La radiodifusión demanda la creación de un marco jurídico moderno que sea acorde a su trascendencia y a su función social. No debe ser jurídicamente indiferente el hecho de que exista un impuesto creado por el Congreso de la Unión con el fin de que su pago se realice en especie con tiempos de transmisión a favor del Estado y que de ello dependa el cumplimiento de las instituciones a sus obligaciones de comunicación social o el derecho a acceso a la información en materia político-electoral para una ciudadanía informada cuando se cuenta con una legislación especializada (en materias de radiodifusión y electoral) que ha sido diseñada y construida enfrentando fuertes inercias y resistencias con el fin de robustecer y fomentar los valores democráticos de nuestra sociedad.
* Profesor de Derecho de prensa, radio, televisión y cinematografía en la División de Estudios de Posgrado en la Facultad de Derecho de la UNAM.
1 La obligación se extiende a cada canal de programación en términos del artículo 183 numeral 9 de la Ley General de Instituciones y Procedimientos Electorales.
2 La obligación se extiende a cada canal de programación.

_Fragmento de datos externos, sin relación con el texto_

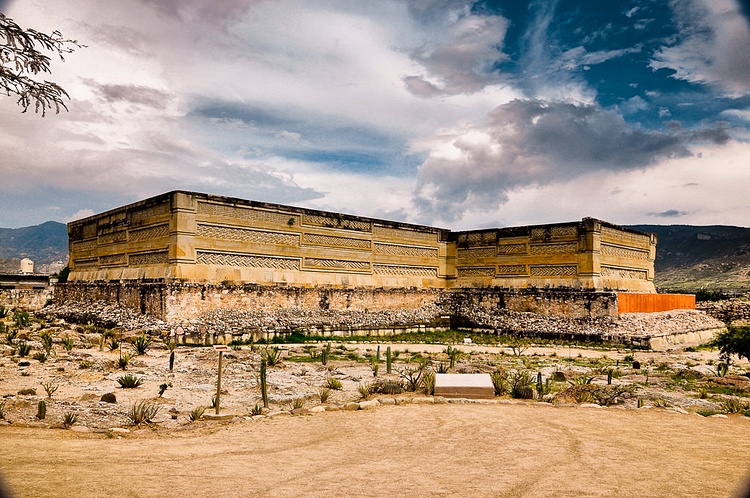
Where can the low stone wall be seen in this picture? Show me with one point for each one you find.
(731, 311)
(28, 299)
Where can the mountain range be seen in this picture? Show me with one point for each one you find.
(688, 258)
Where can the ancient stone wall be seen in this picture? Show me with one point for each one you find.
(190, 237)
(27, 299)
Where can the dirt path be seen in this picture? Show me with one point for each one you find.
(414, 450)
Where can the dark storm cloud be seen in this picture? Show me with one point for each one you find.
(532, 142)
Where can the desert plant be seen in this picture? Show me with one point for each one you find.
(333, 383)
(263, 383)
(500, 382)
(67, 343)
(272, 356)
(46, 339)
(163, 388)
(23, 348)
(41, 409)
(123, 361)
(50, 388)
(428, 382)
(70, 418)
(142, 412)
(412, 378)
(113, 344)
(196, 413)
(733, 405)
(141, 344)
(129, 381)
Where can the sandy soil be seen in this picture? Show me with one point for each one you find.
(415, 450)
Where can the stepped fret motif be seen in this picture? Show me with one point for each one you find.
(246, 235)
(333, 241)
(554, 271)
(247, 260)
(404, 270)
(148, 233)
(396, 250)
(149, 258)
(246, 214)
(334, 264)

3 No deben confundirse los tiempos de Estado con las obligaciones de los artículos 254 y 255 de la Ley Federal de Telecomunicaciones y Radiodifusión que disponen que los concesionarios de radiodifusión estarán obligados a transmitir gratuitamente y de manera preferente: I. Los boletines o mensajes de cualquier autoridad que se relacionen con la seguridad o la defensa del territorio nacional, la conservación del orden público, o con medidas encaminadas a prever o remediar cualquier emergencia pública. II. Información relevante para el interés general, en materia de seguridad nacional, salubridad general y protección civil. Y III. Los mensajes o cualquier aviso relacionado con embarcaciones o aeronaves en peligro, que soliciten auxilio, así como la obligación que tienen para encadenar las estaciones de radio y los canales de televisión en el país cuando se trate de transmitir informaciones de trascendencia para la nación, a juicio de la Secretaría de Gobernación.
4 Artículo 17 de la Ley General de Comunicación Social.